Thursday 10 October 2013

Fifty centime cheapie Pelikano

Big boxes full of cheap pens, mainly ballpoints, sometimes (if I'm lucky) Pilot V-pens or (if I'm not) Diddl or My Little Pony, make my heart sink. It's a sort of fountain-pen Hell, or at least Purgatory. And most of the time I'll sort through the wretched things and there won't be anything at all worth buying. But still, I have a rummage, just in case.

Two Pelikanos for a euro. They still have their stickers on but they'd been in the box long enough that you couldn't describe either of them as mint. Still, at the price!

Plastic clips. I usually don't like plastic clips. Still, these are a sort of frosted transparent plastic, in a nice rounded shape, not the usual opaque flat slab clips you find on cheap pens; and they're one piece with the rather nice tassie, with, of course, the eponymous birdie printed on it.

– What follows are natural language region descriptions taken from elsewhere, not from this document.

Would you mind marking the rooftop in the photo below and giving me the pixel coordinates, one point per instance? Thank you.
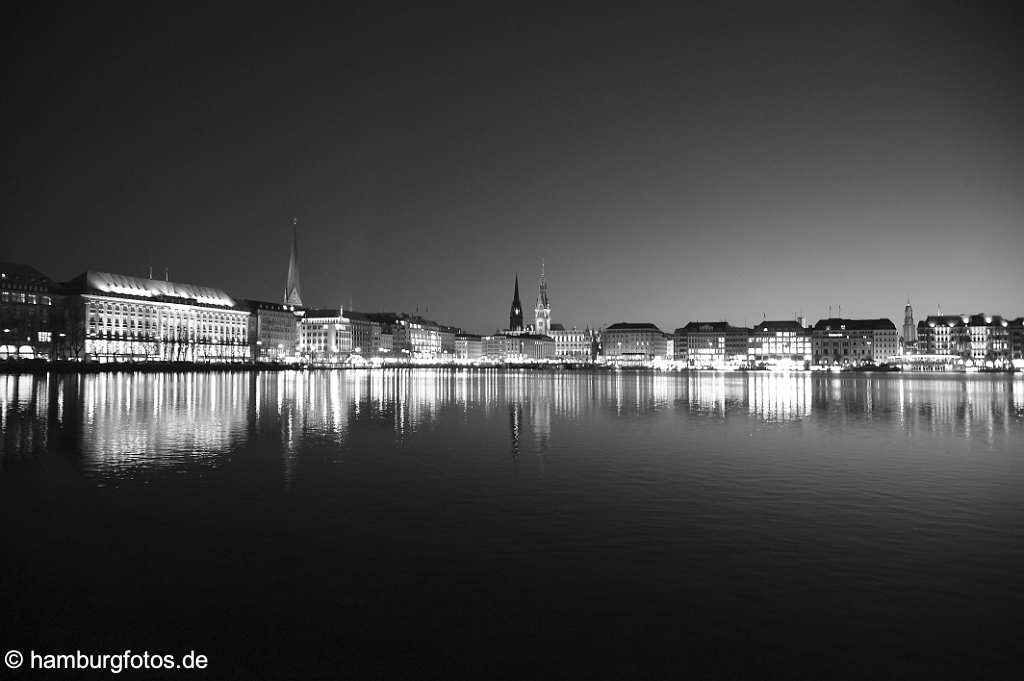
(633, 326)
(841, 324)
(140, 287)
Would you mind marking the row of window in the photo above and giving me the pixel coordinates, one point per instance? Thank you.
(27, 298)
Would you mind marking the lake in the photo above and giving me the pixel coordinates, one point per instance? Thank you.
(450, 524)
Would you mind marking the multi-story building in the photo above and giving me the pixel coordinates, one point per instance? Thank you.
(117, 317)
(572, 344)
(448, 336)
(841, 342)
(987, 340)
(325, 335)
(780, 345)
(26, 312)
(940, 334)
(417, 338)
(712, 344)
(366, 334)
(1015, 331)
(468, 346)
(273, 330)
(909, 339)
(518, 347)
(637, 343)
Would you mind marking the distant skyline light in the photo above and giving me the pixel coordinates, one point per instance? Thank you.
(668, 165)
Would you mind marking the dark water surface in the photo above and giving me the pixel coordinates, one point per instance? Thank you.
(452, 525)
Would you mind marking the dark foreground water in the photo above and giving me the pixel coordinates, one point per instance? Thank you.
(484, 525)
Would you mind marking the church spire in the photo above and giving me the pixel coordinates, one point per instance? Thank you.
(515, 313)
(542, 317)
(293, 292)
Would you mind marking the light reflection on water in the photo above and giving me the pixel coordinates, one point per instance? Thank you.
(122, 423)
(792, 517)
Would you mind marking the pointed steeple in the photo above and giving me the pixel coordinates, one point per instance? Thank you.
(515, 313)
(543, 309)
(293, 292)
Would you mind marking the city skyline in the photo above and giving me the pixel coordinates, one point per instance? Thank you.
(698, 164)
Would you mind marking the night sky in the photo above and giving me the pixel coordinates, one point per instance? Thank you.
(670, 165)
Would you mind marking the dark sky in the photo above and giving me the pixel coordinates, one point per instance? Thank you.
(669, 165)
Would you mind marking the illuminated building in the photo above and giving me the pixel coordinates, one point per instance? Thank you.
(468, 346)
(712, 344)
(293, 291)
(418, 338)
(780, 345)
(572, 345)
(26, 312)
(978, 338)
(325, 335)
(366, 335)
(133, 318)
(273, 330)
(987, 339)
(909, 330)
(1015, 331)
(543, 309)
(448, 336)
(840, 342)
(628, 342)
(515, 313)
(518, 347)
(940, 334)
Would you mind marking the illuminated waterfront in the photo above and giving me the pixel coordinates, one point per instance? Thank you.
(370, 523)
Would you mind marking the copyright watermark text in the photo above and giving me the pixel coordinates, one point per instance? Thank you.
(114, 663)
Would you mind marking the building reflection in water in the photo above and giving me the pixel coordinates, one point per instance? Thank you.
(123, 424)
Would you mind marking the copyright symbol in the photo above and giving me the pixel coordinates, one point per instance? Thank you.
(13, 658)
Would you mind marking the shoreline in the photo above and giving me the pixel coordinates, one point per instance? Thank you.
(36, 367)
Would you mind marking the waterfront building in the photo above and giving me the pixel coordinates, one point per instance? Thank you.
(987, 340)
(842, 342)
(712, 344)
(941, 334)
(117, 317)
(273, 330)
(27, 313)
(515, 312)
(1015, 331)
(468, 346)
(448, 336)
(417, 338)
(909, 339)
(542, 326)
(783, 344)
(366, 334)
(977, 339)
(518, 347)
(293, 291)
(572, 344)
(634, 343)
(410, 336)
(325, 335)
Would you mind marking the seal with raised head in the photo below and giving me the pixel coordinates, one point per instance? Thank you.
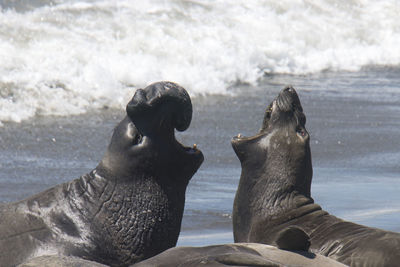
(274, 193)
(128, 208)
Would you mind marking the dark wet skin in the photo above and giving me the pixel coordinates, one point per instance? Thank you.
(129, 207)
(274, 193)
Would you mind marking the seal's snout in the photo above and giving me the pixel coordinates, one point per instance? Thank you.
(288, 100)
(162, 104)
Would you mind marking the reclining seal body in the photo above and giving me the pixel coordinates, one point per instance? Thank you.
(274, 193)
(243, 254)
(129, 207)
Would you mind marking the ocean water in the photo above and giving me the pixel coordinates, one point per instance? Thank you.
(68, 57)
(68, 68)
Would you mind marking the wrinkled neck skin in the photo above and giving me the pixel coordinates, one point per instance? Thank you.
(127, 209)
(129, 220)
(270, 191)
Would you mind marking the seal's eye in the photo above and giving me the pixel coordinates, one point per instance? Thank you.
(301, 131)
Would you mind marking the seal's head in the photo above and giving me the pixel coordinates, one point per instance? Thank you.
(280, 151)
(144, 142)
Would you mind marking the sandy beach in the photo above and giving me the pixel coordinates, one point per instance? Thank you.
(354, 133)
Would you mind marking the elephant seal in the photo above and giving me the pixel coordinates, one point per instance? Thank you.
(240, 254)
(129, 207)
(274, 193)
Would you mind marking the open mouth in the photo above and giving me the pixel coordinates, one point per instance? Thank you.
(156, 111)
(286, 102)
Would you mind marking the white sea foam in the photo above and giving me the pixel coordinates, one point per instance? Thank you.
(66, 57)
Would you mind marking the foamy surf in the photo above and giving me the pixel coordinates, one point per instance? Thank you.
(68, 57)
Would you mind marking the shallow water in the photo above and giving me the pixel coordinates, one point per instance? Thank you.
(354, 135)
(68, 68)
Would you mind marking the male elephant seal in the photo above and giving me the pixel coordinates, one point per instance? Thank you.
(243, 254)
(274, 193)
(129, 207)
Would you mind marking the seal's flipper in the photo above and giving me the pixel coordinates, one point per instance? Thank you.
(293, 238)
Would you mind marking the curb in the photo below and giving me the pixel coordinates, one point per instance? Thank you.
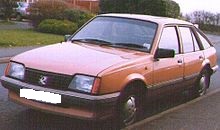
(144, 122)
(4, 60)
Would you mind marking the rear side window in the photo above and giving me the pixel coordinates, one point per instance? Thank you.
(187, 39)
(205, 43)
(169, 39)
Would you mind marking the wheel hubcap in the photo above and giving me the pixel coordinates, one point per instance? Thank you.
(129, 110)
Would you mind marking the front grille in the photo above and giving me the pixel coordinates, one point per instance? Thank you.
(53, 80)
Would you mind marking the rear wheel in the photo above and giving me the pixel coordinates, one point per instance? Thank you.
(203, 82)
(130, 107)
(18, 17)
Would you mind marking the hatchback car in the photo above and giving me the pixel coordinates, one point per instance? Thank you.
(112, 66)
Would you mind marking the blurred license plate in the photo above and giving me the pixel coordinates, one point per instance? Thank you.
(40, 96)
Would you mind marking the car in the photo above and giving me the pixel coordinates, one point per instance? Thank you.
(112, 66)
(21, 11)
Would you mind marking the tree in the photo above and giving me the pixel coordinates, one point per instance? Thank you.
(7, 8)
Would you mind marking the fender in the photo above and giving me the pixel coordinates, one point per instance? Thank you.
(133, 77)
(205, 62)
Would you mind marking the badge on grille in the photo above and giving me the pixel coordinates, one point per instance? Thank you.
(43, 80)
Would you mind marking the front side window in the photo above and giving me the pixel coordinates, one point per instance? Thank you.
(169, 39)
(187, 40)
(119, 32)
(205, 43)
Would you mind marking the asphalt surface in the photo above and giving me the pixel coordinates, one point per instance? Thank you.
(199, 114)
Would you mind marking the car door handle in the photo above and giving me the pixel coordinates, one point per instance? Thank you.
(201, 58)
(180, 61)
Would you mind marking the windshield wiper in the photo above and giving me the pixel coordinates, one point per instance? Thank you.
(132, 45)
(99, 41)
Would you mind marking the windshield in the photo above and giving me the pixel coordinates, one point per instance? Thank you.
(118, 32)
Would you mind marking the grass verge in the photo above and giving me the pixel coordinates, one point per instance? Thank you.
(9, 38)
(6, 22)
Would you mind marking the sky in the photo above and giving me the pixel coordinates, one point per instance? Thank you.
(188, 6)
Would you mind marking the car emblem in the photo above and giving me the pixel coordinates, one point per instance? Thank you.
(43, 80)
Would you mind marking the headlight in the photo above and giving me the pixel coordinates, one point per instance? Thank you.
(15, 70)
(83, 83)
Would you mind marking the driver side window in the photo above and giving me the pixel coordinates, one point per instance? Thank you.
(169, 39)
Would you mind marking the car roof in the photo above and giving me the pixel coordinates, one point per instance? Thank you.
(156, 19)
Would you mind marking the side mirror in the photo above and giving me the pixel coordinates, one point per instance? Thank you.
(164, 53)
(66, 37)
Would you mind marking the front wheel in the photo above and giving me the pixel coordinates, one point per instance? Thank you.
(130, 108)
(203, 82)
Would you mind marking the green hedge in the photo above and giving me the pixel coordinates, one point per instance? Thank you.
(47, 9)
(166, 8)
(57, 26)
(210, 28)
(77, 16)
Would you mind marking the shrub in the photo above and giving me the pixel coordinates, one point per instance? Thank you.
(77, 16)
(6, 8)
(47, 9)
(57, 26)
(166, 8)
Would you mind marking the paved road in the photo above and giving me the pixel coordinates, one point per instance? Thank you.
(13, 116)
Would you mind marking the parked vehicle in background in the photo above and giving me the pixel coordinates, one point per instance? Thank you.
(112, 67)
(21, 11)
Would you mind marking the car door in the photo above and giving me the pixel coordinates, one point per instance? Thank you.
(193, 56)
(168, 72)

It says 'Pelikano' in simple, lower case oblique letters.



Pelikano. Simplicity itself.
Metal cap. Now that attracted me, because most pens in the cheapie box are just plastic. But this is the real thing, it's nice, very simple, and because it's thin, preserves the simple line of the pen, so there's no big step down from the barrel to the section. It's a push-on not a twist cap, nicely secure.

Red translucent barrel. I can't tell you how nice this is and the photo won't do it justice. It's like looking through an ice-frosted glass at a strawberry daiquiri, only deeper. It has a gently frosted texture, except for one stripe down the side which is clear, and which reflects exactly the width of the clip. This is a detail I didn't notice for weeks. Because of the texturing, the pen is easy to hold, not slippery, and this is accentuated by small ridges on the grip section. (However, deduct points for the fact that the stripe on the barrel and the accompanying design on the section don't quite line up. Perhaps I over-tightened.)
Strange fingerprints or a strobe? Odd, but convenient for the fingers
 A very simple triangular steel nib, a bit like the Lamy Safari, with a quite plain feed. No fiddle faddle, but this doesn't feel cheap; it's functional. And when I started writing, I found this a surprisingly lovely nib to use; a medium, perhaps a little on the fine side of medium, that was utterly boring for a cheap nib - no scratchiness, no dryness, no skipping, nothing to complain about at all. A pure delight. I hadn't expected that!

Apparently Pelikan isn't making this design of Pelikano any more. What a pity; it's a real classic. And for fifty centimes, I cannot imagine a better buy out of the bargain box!

(Well, I can... or at least, I got a better one euro's worth a few days later... but that's another story.)